In a closely contested race, sole incumbent Sonny Fernandez was the top vote-getter as four candidates vied for three seats on the Silt Board of Trustees. According to unofficial results, Fernandez received 177 votes, followed by Keith Richel with 170 and Jeff LaValla with 166. Leanne Richel fell just short of winning the third seat, getting 163 votes.
Only 26 percent of ballots were returned in the mail-in-only election.
Former town trustee Robert Gordon and incumbents Patrick Stuckey and Mary Metzger won election to three seats on New Castle’s town board. Stuckey received 282 votes, Gordon 258 and Metzger 248, with former incumbent Merle Means finishing a close fourth with 241.

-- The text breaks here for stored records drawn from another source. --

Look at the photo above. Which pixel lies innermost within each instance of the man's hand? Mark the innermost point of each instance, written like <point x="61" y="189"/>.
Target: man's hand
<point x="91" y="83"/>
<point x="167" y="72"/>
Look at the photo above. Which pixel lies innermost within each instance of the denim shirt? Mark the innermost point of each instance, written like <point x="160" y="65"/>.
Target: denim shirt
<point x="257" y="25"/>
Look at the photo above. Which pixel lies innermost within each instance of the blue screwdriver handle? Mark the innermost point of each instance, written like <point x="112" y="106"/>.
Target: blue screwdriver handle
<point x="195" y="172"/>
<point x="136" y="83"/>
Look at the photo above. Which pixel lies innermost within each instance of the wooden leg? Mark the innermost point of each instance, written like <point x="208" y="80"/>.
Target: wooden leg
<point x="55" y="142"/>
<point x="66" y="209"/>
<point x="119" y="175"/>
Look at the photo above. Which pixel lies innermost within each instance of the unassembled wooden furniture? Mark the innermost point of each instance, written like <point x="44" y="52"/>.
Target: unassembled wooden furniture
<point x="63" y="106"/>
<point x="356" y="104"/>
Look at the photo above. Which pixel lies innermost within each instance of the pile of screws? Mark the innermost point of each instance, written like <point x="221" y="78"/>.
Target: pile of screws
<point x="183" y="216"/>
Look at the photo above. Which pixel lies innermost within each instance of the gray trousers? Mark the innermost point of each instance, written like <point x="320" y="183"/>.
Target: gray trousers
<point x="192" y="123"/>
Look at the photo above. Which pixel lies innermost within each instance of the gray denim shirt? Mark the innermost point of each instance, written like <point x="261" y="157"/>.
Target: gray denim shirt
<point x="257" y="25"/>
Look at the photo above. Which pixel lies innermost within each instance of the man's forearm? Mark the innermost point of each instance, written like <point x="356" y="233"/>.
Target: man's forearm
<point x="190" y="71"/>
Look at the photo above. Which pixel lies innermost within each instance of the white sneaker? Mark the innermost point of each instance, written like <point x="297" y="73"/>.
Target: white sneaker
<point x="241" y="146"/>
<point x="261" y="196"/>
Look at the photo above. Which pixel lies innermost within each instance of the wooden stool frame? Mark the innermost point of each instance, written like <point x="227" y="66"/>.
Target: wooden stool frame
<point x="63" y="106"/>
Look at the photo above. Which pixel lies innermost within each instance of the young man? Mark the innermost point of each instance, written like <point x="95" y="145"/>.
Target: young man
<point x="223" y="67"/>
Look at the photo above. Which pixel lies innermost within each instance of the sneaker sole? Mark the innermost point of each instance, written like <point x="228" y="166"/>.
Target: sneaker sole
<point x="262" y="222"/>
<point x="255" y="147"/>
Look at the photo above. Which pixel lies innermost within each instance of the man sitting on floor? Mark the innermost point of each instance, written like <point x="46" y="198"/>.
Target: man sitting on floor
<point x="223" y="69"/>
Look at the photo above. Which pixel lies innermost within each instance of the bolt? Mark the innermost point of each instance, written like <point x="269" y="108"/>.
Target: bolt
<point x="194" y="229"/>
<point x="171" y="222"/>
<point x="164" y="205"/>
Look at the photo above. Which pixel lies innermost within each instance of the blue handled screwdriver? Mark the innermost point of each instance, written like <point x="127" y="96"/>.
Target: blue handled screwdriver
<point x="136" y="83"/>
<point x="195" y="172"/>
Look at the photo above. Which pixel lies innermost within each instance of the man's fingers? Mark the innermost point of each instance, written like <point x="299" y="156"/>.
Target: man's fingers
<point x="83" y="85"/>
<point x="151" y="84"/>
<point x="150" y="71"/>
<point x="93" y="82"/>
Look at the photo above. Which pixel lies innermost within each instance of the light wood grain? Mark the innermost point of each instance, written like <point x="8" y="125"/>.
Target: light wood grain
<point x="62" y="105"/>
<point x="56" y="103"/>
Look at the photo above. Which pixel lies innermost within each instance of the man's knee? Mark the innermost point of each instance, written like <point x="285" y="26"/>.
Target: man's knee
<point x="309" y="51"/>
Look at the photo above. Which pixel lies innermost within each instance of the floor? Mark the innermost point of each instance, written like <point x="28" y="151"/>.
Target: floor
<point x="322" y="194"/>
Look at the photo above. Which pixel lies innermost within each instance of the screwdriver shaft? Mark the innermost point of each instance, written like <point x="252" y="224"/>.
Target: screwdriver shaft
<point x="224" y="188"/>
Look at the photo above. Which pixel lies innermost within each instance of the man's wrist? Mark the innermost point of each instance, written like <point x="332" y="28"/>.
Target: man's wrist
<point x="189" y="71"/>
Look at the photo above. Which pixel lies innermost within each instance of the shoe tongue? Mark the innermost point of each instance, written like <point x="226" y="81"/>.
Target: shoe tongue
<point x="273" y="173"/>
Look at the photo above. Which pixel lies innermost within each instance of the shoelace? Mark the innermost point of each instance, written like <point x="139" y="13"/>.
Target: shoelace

A measure on the ballot to ensure funding for 24-hour care at the Basin Clinic passed overwhelmingly, 88–26.
Voter approval of the measure ensures one city in the sparsely populated West End of Montrose County will continue funding the clinic, which provides the only medical services in the remote region of the Colorado Plateau, 104 road miles from Grand Junction, 86 from Montrose.
In Delta City Council elections: District A incumbent Robert Jurca edged challenger Gerald Roberts, 649–627, for the at-large seat; Ray Penick handily defeated Frank Tranchina, 917–327, in District A; and District B incumbent Mary Cooper and District C incumbent Bill Raley were unopposed for re-election.
• Voters rejected a measure to amend the city charter. Referred Measure 2A, which was voted down 652–635, would have clarified the council’s powers in regard to entering into long-term contracts.
Olathe residents re-elected Rob Smith as mayor and elected three town trustees.
Smith defeated challenger Linda Steele 97–49, according to final, unofficial results released around 8:40 p.m. Smith will serve a four-year term. Incumbent Kirk Shiflett and newcomers Dolores Killen and Jacob Foreman were unopposed for seats on the board of trustees. Each will serve a four-year term.
• Voters approved by 97–43 margin to allow the town to publish by title only ordinances adopted by the Town Board, rather than publishing the ordinances in full in the newspaper. Town officials say the change will save the town money. It also will require residents to go to Olathe Town Hall to request and view copies of the ordinances in full.